Those who love apocalyptic films are better able to cope with mental coronavirus issues.
From the department of We Knew It All Along: folks who love apocalyptic movies are better equipped to deal with the mental mania of life during the coronavirus pandemic. Fans of films such as "Contagion," which is currently experiencing a jolt of popularity, are more conditioned to cope with health crises, new research shows.
“If it’s a good movie, it pulls you in and you take the perspective of the characters, so you are unintentionally rehearsing the scenarios,” said Coltan Scrivner, a psychologist who specializes in morbid curiosity at the University of Chicago.
“We think people are learning vicariously.
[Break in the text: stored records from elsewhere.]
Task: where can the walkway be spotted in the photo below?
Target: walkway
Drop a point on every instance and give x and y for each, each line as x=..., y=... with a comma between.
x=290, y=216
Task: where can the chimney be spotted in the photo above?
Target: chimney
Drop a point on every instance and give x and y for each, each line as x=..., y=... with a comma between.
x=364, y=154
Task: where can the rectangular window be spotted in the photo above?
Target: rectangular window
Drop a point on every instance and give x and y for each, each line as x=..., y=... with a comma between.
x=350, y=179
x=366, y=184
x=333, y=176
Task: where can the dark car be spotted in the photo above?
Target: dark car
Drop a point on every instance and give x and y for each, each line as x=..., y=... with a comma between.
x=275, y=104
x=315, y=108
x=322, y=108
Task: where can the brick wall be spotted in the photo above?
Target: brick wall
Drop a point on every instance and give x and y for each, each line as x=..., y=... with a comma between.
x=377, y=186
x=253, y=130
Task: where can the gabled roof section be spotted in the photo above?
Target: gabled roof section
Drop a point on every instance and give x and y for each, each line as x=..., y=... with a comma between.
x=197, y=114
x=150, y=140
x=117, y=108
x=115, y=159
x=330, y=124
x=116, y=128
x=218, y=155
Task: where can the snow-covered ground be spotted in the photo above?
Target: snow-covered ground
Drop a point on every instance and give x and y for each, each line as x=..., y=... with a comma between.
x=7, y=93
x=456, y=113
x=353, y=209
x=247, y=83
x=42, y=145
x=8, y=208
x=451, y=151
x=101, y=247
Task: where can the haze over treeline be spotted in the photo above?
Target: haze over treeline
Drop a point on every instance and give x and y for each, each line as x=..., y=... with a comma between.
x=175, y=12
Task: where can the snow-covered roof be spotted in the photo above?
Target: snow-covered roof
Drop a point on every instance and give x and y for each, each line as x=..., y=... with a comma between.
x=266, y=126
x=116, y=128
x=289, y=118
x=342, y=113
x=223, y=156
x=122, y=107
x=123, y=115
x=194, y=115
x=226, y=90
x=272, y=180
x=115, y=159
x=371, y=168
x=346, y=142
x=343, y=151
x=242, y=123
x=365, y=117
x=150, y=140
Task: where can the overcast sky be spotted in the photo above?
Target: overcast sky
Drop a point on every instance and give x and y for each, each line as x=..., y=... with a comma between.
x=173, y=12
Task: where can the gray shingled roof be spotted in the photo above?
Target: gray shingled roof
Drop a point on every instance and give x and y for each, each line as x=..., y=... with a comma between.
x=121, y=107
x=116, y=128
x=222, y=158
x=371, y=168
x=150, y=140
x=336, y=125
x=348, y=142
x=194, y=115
It’s like, with the exception of the toilet paper shortage, they pretty much knew what to buy," Scrivner told The Guardian.
Researchers asked 310 respondents about their viewing preferences and histories before questioning them about how they felt as the epidemic progressed and to describe their levels of depression, anxiety, irritability and sleeplessness.
Doomsday fans seemed less upset by the pandemic, and folks who loved "prepper" movies, in which the world as we know it collapses, were much better with the practical and mental struggles of dealing with COVID-19.
“You’ve seen it a hundred times in the movies, so it doesn’t catch you off-guard so much,” Scrivner said. The films also provide viewers to envision what they would do if the onscreen virus horrors of films such as "Contagion" and "Outbreak" happened in real life.
“For the cost of a bad dream one night, you can learn what the world looks like when a pandemic hits,” he said. "You’re building the knowledge you can draw on later, even if it’s outside your conscious awareness.”